Thanks for the feedback, Shai.
So I guess you're suggesting breaking this out into a general utility
class e.g. something like:
class TimeLimitedThreadActivity
{
//called by client
public static void startTimeLimitedActivity(long
maxTimePermitted).
public static void endTimeLimitedActivity()
//called by resources (reader/writers) that need to be shared
fairly by threads
public static void checkActivityNotElapsed(); //throws some
form of runtime exception
}
A downside of breaking it out into static methods like this is that a
thread cannot run >1 time-limited activity simultaneously but I guess
that might be a reasonable restriction.
>>Aside, how about using a PQ for the threads' times, or a TreeMap.
That will save looping over the collection to find the next candidate.
Just an implementation detail though.
Yep, that was one of the rough edges - I just wanted to get raw
timings first for the all the "is timed out?" checks we're injecting
into reader calls.
Cheers
Mark
On 27 Jun 2009, at 11:37, Shai Erera wrote:
I like the overall approach. However it's very local to an
IndexReader. I.e., if someone wanted to limit other operations (say
indexing), or does not use an IndexReader (for a Scorer impl maybe),
one cannot reuse it.
What if we factor out the timeout logic to a Timeout class (I think
it can be a static class, with the way you implemented it) and use
it in TimeLimitingIndexReader? That class can offer a method check()

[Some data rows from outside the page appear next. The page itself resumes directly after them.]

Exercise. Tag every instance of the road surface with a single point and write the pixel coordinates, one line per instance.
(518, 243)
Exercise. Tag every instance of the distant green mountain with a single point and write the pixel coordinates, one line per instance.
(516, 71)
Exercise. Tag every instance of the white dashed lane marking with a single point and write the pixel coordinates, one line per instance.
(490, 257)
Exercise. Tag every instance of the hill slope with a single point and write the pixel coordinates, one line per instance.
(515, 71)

which will do the internal logic (the 'if' check and throw
exception). It will be similar to the current ensureOpen() followed
by an operation.
It might be considered more expensive since it won't check a
boolean, but instead call a check() method, but it will be more
reusable. Also, ensureOpen today is also a method call, so I don't
think Timeout.check() is that bad. We can even later create a
TimeLimitingIndexWriter and document Timeout class for other usage
by external code.
Aside, how about using a PQ for the threads' times, or a TreeMap.
That will save looping over the collection to find the next
candidate. Just an implementation detail though.
Shai
On Sat, Jun 27, 2009 at 3:31 AM, Mark Harwood
<markharw...@yahoo.co.uk> wrote:
Going back to my post re TimeLimitedIndexReaders - here's an
incomplete but functional prototype:
http://www.inperspective.com/lucene/TimeLimitedIndexReader.java
http://www.inperspective.com/lucene/TestTimeLimitedIndexReader.java
The principle is that all reader accesses check a volatile variable
indicating something may have timed out (no need to check thread
locals etc.) If and only if a time out has been noted threadlocals
are checked to see which thread should throw a timeout exception.
All time-limited use of reader must be wrapped in try...finally
calls to indicate the start and stop of a timed set of activities. A
background thread maintains the next anticipated timeout deadline
and simply waits until this is reached or the list of planned
activities changes with new deadlines.
Performance seems reasonable on my Wikipedia index:
//some tests for heavy use of termenum/term docs
Read term docs for 200000 terms in 4755 ms using no timeout limit
(warm up)
Read term docs for 200000 terms in 4320 ms using no timeout limit
(warm up)
Read term docs for 200000 terms in 4320 ms using no timeout limit
Read term docs for 200000 terms in 4388 ms using reader with time-
limited access
//Example query with heavy use of termEnum/termDocs
+text:f* +text:a* +text:b* no time limit matched 1090041 docs in
2000 ms
+text:f* +text:a* +text:b* time limited collector matched 1090041
docs in 1963 ms
+text:f* +text:a* +text:b* time limited reader matched 1090041 docs
in 2121 ms
//Example fuzzy match burning CPU reading TermEnum
text:accomodation~0.5 no time limit matched 192084 docs in 6428 ms
text:accomodation~0.5 time limited collector matched 192084 docs in
5923 ms
text:accomodation~0.5 time limited reader matched 192084 docs in
5945 ms
The reader approach to limiting time is slower but has these
advantages :
1) Multiple reader activities can be time-limited rather than just
single searches
2) No code changes required to scorers/queries/filters etc
3) Tasks that spend plenty of time burning CPU before collection
happens can be killed earlier
I'm sure there's some thread safety issues to work through in my
code and not all reader classes are wrapped (e.g. TermPositions) but
the basics are there and seem to be functioning
Thoughts?